いや、柱じゃない。これは……巨大な獣の足だ。血の気が引いたからなのか、もしくは目の前の巨大な獣が冷気を運んできたのか……私の体は震えが止まらなくなった。きっとこのまま、この獣の餌にされてしまうんだわ……またもや覚悟を決めて目を瞑る。次こそ私の命はないだろう。しかし獣の行動は私の予想とは違った。

「え?」

 まるで親猫が子猫を運ぶかのように、その獣は私の服をくわえた。目線は一気に上がり、獣臭が強く鼻をつく。そして獣はまるで私を傷つけたくないかのようにゆっくりと歩き出した。森の奥へ向かって。

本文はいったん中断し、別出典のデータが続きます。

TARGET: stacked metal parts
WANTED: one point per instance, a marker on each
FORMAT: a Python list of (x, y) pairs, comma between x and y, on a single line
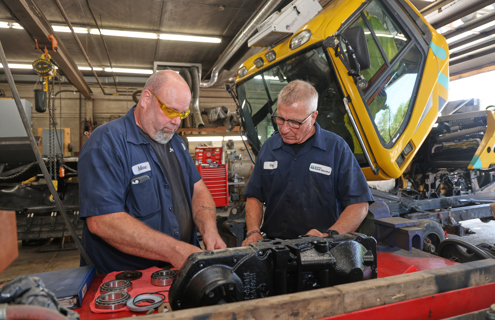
[(117, 294), (273, 267)]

 日はすっかりと暮れ、頼れるのは月明かりだけ。そんな不穏な森の中を私はいまだに獣に咥えられて進んでいた。荷物は進んでいくうちに振り落とされ、せいぜい腰につけている水袋と干し肉程度しか残っていない。つまり運よく逃げ出せたとしてもこの森を無事に抜けることはできないってこと。いっそのこと死ねたら楽なのに……そんなことを思うくらいには絶望的な状況だった。だんだんと寒くなっていることも絶望に拍車をかける。どういうわけか、森の奥へ進めば進むほど寒いのだ。そのせいかはわからないが体の震えも止まらない。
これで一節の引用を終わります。